Zagwarantuje to odpowiednią różnorodność lokatorów, zmniejszając ryzyko
powstawania niekorzystnych zjawisk socjologicznych, jak choćby gettoizacja
przestrzeni miejskiej w nowo powstałych osiedlach. Kwestie te będą rozpatrywane
indywidualnie, ze względu na złożoność problematyki.
Przy zakrojonych na tak szeroką skalę inwestycjach, konieczne będzie usprawnienie
infrastruktury i komunikacji śródmieścia. Z ulicy Piotrkowskiej zniknie ruch kołowy,
jednak dostępność ulicy będzie poprawiona poprzez dojazdy z ulic Kościuszki –
Zachodnia i Sienkiewicza – Wschodnia. Ulice te zostanę uzupełnione o nowe
funkcje, w tym kubaturowe parkingi, które obsłużą ruch generowany przez ulicę
Piotrkowską. W obrębie jej samej przywrócony zostanie tramwaj, który umożliwi
łatwiejsze i szybsze dotarcie do oddalonych od siebie punktów docelowych.
Równocześnie witryny oglądane z wnętrza tego pojazdu będą dobrą reklamą dla
klienta. Warunkiem sukcesu takiego środka lokomocji jest skalibrowanie
częstotliwości kursów na właściwym poziomie. Sam tramwaj, który jest związany
z historią i industrialną tożsamością miasta, stanie się nie lada atrakcją turystyczną.
Aby wizję Piotrkowska+ wprowadzić w życie potrzebne jest poparcie mieszkańców
i władz miasta. Inwestorzy są najmniejszym problemem, gdyż atrakcyjność tej
koncepcji i proces, jaki ona za sobą pociąga jest łakomym kąskiem dla każdego, kto
poważnie myśli o biznesie. Korzyści jakie osiągnie Łódź są ogromne, jest to realna
szansa dla miasta, aby stało się metropolią o dużym znaczeniu w skali kraju i poza
nim. Kręgosłupem tego miasta jest ulica Piotrkowska, która obecnie w niczym nie
przypomina najbardziej ekskluzywnej i nowoczesnej ulicy Europy, którą była niegdyś.

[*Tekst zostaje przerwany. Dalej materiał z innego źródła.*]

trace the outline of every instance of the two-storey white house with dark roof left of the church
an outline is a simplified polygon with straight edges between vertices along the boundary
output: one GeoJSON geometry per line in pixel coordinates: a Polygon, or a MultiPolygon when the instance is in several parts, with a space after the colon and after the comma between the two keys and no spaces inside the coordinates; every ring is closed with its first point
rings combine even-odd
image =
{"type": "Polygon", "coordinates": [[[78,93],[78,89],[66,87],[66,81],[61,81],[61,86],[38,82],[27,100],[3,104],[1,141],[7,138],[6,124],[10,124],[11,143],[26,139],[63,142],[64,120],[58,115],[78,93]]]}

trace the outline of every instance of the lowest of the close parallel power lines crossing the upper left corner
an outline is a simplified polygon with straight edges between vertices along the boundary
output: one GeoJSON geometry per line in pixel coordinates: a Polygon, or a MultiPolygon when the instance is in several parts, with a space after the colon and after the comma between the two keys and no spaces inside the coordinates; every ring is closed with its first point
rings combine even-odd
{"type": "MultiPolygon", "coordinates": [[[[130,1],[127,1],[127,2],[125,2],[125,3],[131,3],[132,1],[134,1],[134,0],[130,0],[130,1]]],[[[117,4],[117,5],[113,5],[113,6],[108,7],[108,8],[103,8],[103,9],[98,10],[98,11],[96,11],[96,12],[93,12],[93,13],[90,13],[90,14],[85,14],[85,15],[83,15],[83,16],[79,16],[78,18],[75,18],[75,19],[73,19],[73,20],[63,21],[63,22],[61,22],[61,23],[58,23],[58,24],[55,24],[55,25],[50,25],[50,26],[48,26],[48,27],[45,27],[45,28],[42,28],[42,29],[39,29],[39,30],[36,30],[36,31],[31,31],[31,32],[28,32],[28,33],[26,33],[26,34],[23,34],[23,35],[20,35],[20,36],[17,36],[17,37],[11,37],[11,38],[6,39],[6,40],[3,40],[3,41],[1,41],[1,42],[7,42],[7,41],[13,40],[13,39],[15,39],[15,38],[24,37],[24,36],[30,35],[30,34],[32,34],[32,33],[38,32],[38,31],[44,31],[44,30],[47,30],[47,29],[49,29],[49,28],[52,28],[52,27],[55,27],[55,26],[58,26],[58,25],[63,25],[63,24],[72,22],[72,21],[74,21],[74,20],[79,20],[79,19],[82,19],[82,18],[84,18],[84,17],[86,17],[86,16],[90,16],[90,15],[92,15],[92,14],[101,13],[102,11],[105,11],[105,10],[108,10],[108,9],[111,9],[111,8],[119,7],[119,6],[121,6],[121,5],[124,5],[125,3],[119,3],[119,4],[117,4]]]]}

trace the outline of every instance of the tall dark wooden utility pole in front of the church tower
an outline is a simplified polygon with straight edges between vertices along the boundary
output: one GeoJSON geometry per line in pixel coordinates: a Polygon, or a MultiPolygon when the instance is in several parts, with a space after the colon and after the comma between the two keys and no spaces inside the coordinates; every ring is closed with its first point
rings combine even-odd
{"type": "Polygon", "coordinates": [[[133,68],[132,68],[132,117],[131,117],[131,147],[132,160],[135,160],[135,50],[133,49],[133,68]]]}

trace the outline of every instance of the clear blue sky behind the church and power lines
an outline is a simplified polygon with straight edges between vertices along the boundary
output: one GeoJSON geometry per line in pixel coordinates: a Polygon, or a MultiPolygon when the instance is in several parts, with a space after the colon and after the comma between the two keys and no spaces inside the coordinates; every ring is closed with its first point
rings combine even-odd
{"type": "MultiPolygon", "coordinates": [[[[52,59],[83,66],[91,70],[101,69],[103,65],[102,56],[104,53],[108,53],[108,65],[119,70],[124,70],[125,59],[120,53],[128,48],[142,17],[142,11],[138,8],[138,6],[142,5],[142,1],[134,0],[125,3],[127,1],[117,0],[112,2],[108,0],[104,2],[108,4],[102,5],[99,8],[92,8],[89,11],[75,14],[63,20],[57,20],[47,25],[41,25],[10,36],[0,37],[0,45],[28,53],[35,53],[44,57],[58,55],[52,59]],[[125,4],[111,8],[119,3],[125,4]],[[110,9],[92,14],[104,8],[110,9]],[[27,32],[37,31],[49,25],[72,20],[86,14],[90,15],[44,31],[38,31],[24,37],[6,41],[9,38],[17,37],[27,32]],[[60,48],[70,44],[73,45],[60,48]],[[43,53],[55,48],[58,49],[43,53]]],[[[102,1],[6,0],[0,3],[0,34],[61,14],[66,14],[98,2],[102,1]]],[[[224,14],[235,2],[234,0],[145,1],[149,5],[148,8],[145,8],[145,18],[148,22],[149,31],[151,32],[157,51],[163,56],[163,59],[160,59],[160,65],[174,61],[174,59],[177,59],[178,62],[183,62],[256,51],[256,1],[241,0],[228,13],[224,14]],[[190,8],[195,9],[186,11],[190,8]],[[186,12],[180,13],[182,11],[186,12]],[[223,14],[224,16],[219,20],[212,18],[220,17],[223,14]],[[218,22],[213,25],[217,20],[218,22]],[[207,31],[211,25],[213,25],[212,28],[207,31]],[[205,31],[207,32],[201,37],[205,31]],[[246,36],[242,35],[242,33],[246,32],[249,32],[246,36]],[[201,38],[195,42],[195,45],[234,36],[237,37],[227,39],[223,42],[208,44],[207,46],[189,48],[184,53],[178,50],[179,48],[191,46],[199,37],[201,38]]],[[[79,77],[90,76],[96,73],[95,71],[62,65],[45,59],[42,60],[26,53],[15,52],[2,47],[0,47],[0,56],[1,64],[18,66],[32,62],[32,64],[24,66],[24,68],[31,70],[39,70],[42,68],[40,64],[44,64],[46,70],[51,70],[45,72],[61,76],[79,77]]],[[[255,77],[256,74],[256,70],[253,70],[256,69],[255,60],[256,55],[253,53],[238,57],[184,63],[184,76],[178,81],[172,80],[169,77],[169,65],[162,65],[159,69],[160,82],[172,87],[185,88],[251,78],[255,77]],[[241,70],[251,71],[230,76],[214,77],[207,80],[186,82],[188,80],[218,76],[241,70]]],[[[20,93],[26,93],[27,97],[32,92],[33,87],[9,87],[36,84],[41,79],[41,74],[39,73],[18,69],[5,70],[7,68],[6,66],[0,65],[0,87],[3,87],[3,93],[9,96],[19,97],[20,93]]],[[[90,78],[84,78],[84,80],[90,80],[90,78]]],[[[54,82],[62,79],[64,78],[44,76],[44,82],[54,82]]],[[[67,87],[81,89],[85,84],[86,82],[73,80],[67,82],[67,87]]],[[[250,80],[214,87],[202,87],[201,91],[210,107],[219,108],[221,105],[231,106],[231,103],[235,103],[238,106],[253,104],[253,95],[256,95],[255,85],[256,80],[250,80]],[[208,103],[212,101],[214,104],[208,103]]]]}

W miejscu, w którym w XIX w. spotkać było można ludzi należących do elity naszego
miasta oraz znaczących gości z wielu krajów, dzisiaj należy obawiać się o swoje
bezpieczeństwo. Jedynie kompleksowe działania na wielu płaszczyznach
jednocześnie, przy aprobacie mieszkańców i władz miasta mogą cokolwiek zmienić.
Piotrkowska+ jest alternatywą w stosunku do krótkowzrocznych pomysłów, mających
na celu jedynie kamuflowanie istniejących problemów. Przy obecnym tempie
degradacji ulicy za parę lat niektóre zmiany mogą być już nieodwracalne.
Dlatego musimy działać właśnie w tej chwili, aby Piotrkowska żyła.